# Network Poet

This is a example of using python to download data from Google Sheets, turn it into a network graph, and to create poetry by traversing / wandering around on the graph!



In [2]:
# Uncomment the line below to run it once, so that you install the necessary libraries.
# Then comment it again since you only have to run it once.

!pip install requests jgraph tracery

In [3]:
import requests
# this downloads/requests stuff from the internet 

import csv
# this helps you parse csv

import re
# this uses regular expressions, or regex, a way to search grab chunks of text from a string

from pprint import pprint
# this helps us 'pretty print' data -- 'pretty print' is a term that means nicely formatting & outputting data

import random
# this helps us choose items from a list randomly, or to create random numbers, etc

import jgraph
# this helps us visualize the graph!

import tracery
# this is a library for generative text
# made by none other than Allison Parrish!

## Downloading data

How do we get the data?
We're going to use a semi-hidden function in Google Sheets - if you go to a specially formatted URL, then Google Sheets will return the data CSV (comma separated value) of the spreadsheet.

### Let's get ready to download things by generating a URL..

In [4]:
# You can replace `gsheet_url` with a link to a publicly viable Google Sheet

gsheet_url = "https://docs.google.com/spreadsheets/d/10Pg_M4B0oSclEu0V-JSi3WTa1yISBjpjZ9KTVHDuUD8/edit#gid=443195507"
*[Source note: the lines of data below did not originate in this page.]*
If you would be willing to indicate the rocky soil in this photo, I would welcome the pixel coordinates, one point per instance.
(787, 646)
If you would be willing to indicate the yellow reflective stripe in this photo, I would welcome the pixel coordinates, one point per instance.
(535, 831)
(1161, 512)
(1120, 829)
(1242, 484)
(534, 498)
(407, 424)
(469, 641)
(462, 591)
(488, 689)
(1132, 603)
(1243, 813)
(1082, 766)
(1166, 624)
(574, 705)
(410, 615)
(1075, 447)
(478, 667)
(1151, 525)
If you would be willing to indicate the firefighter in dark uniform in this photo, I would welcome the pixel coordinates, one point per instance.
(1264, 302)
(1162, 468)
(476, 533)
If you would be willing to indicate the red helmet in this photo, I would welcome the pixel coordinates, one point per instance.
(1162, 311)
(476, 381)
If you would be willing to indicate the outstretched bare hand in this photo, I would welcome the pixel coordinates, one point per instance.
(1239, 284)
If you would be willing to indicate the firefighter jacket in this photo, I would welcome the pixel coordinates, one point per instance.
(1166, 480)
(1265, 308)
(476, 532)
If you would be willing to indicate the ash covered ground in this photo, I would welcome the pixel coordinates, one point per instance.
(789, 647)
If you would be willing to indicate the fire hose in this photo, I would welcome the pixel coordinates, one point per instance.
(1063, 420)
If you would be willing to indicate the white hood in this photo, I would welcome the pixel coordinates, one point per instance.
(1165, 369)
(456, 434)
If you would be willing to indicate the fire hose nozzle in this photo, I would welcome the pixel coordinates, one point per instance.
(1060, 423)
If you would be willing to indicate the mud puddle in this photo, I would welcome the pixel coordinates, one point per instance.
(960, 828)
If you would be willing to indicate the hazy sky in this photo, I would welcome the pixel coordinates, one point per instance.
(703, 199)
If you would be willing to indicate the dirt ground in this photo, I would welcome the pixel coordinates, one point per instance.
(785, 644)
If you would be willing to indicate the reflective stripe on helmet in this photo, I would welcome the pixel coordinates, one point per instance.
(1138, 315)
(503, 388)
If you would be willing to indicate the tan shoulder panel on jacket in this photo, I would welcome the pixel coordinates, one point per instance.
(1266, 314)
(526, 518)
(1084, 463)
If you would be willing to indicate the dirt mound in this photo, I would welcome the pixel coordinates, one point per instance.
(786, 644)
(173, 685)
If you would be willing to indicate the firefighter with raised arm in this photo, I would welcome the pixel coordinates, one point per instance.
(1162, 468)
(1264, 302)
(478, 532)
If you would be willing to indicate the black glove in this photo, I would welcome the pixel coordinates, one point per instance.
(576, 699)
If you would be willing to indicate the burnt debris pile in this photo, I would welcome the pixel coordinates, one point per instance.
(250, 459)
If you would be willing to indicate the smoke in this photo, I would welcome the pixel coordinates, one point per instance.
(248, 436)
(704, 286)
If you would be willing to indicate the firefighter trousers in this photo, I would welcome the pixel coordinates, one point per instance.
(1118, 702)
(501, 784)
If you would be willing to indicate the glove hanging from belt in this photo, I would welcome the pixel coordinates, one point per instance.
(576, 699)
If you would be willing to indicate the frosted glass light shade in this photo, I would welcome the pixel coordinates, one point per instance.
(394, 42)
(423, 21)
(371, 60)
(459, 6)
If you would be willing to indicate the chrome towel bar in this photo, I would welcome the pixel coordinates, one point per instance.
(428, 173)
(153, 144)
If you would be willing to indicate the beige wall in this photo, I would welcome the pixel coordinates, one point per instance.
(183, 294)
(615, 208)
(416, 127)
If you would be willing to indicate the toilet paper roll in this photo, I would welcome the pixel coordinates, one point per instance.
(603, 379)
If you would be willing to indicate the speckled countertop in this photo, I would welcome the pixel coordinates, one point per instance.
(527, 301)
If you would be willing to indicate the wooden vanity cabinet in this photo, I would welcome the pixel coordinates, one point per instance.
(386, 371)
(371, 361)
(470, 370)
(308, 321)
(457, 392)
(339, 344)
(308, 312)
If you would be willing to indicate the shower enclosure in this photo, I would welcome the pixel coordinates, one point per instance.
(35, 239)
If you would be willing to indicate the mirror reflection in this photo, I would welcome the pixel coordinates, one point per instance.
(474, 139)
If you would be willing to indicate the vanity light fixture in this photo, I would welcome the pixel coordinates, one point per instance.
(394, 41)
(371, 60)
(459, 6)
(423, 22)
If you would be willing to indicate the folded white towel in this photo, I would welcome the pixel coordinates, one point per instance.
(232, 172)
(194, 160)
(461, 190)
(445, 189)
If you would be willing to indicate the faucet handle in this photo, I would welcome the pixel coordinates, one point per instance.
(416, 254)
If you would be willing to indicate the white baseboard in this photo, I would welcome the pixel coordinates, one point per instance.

This cell uses RegEx, or regular expressions, to do an advanced search and extract the document ID and sheet ID from `gsheet_url`. 

Regular expressions are incredibly helpful, and can also be a bit cryptic (for everyone), so for right now, you don't have to understand exactly how `getDocIdFromUrl` and `getSheetIdFromUrl` work.

In [5]:
# define functions that extract the doc ID / sheet ID from gsheet_url
def getDocIdFromUrl(url):
    return re.search("([-\w]{25,})", url).group(1)
def getSheetIdFromUrl(url):
    return re.search("gid=([-\w]+)", url).group(1)


# craft the URL that gives us a CSV
gsheet_csv_url = "https://docs.google.com/spreadsheets/d/" + getDocIdFromUrl(gsheet_url) + "/export?gid=" + getSheetIdFromUrl(gsheet_url) + "&format=csv"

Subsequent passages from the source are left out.